Колумб согласился принимать деньги и не покинул Кастилию. Он говорил о своей мечте трём христианским королям: королю Жоао в Португалии, королю Карлу во Франции, королю Генриху в Англии. Только четвёртый, вернее, четвёртая — королева Испании Изабелла продемонстрировала свою веру в его мечту, назначив ему регулярную плату, достаточную для достойной жизни, выплачиваемую из денег, которые она сумела получить (он знал об этом), заложив драгоценности короны. Её вера крепила его веру, и он ждал окончания войны, благодарный и полный надежд...
Осенью года 1491-го со дня сотворения мира город Гранада, отрезанный от всего мира и осаждённый с суши и моря, начал испытывать недостаток продовольствия. Бурные внутренние противоречия вылились в восстание против султана Абдуллы. С красных стен Гранады мавры смотрели на волшебный город Санта-Фе, построенный Изабеллой. Бесконечные караваны мулов тянулись по равнине и разгружали продовольствие в городских складах. Мавры, обречённые на пищу из варёных кошек и собак, перемолотых в муку пальмовых листьев, из которой выпекалось подобие хлеба, голодали, болели и умирали. Оказалось, что болезни, вспыхнувшие в Гранаде под воздействием осады, не распространялись среди христиан. Санта-Фе был слишком чистым, слишком продуваемым ветрами городом, и здесь слишком хорошо следили за гигиеной, чтобы болезнь могла появиться. Его госпитали, отмеченные красным крестом, были пусты.

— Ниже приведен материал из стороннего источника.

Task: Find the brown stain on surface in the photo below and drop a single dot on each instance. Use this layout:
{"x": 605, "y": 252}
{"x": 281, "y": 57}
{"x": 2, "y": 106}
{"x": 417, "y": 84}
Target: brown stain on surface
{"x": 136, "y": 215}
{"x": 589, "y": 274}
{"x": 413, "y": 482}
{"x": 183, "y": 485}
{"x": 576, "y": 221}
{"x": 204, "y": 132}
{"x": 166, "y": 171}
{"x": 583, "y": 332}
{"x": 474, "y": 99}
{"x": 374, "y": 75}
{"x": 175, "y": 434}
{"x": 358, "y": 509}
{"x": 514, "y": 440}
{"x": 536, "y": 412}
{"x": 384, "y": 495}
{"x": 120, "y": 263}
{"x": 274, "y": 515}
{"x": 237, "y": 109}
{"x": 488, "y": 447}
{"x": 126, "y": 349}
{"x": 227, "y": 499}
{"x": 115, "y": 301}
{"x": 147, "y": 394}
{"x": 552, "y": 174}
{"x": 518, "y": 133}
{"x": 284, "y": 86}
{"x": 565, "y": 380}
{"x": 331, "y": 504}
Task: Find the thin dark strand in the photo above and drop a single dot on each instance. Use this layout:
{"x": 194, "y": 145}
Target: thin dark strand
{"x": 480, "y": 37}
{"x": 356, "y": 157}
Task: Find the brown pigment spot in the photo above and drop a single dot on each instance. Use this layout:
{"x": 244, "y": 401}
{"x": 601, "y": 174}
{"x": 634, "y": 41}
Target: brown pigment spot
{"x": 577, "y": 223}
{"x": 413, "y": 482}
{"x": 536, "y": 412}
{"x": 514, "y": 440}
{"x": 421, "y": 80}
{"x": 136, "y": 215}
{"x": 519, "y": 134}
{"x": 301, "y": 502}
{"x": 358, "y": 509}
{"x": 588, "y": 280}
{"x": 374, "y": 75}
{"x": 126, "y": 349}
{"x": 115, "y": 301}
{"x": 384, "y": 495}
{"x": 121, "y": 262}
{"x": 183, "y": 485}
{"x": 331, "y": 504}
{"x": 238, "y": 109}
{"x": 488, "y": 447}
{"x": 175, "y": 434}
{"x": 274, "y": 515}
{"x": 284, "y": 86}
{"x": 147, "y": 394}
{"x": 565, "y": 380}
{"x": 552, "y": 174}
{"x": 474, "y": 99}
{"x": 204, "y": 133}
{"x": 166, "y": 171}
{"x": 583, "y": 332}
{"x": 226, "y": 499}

Сломленные духом подданные султана обращались к нему сначала с просьбами, а потом и с требованиями о мире. Глядя в их истощённые лица, он обещал им мир. Герольд мавров, переодетый крестьянином, выехал из Гранады глубокой ночью, спрятав в своём тюрбане лист пергамента, на котором был отпечаток правой ладони руки Абдуллы, выполненный зелёными чернилами. Он вёз верительную грамоту полномочия султана на переговоры с противником.
Таким образом были начаты секретные переговоры о мире. Гонсалво де Кордова, прекрасно владея как языком мавров, так и дипломатическим искусством, часто встречался по ночам с посланцами Абдуллы. Иногда встречи происходили в хижине за стенами города, иногда в стенах самой Альгамбры в сердце Гранады.
Шаг за шагом, пункт за пунктом, ночь за ночью разрабатывались условия капитуляции. Внешне договор был умеренным; непомерная восточная гордость мавров успокоилась. Они сохраняли свои законы, им разрешалось исповедовать свою религию. Но не оставалось никаких сомнений, кто победил в этой войне.
В течение семи столетий испанские короли — каждый в свою очередь — воевали с маврами и терпели поражение. Теперь, по прошествии семи веков, мавры капитулировали перед женщиной...
25 ноября 1491 года последний эмир покинул свою столицу, чтобы встретиться с победителями и подписать отречение от престола. Его последним приказом был приказ соорудить специальный проход, через который он должен был проехать. Команда была выполнена; ворота, обнесённые стеной, так и остались закрытыми. Мавры никогда не тронули камни, которые скрепляли позор султана; и ни один испанец не мог тронуть памятник великой победы христианства.
В шатре на берегу реки Ксенил в окружении множества христиан Абдулла летящей арабской вязью золотыми чернилами, рыдая, поставил свою подпись под договором, согласно которому суверенитет над государством Гранада передавался Испании. Изабелла и Фердинанд поставили свои подписи. Договор о капитуляции стал одной из последних бумаг, которые Абдулла увидел собственными глазами. Он отправился к своему африканскому родственнику, султану Феца, который, когда пала Гранада, предложил ему убежище. Султан Феца выколол Абдулле глаза в качестве наказания за потерю Гранады, арабской части Испании, и заключил его, слепого, в тюрьму за городом, где тот вскоре и умер.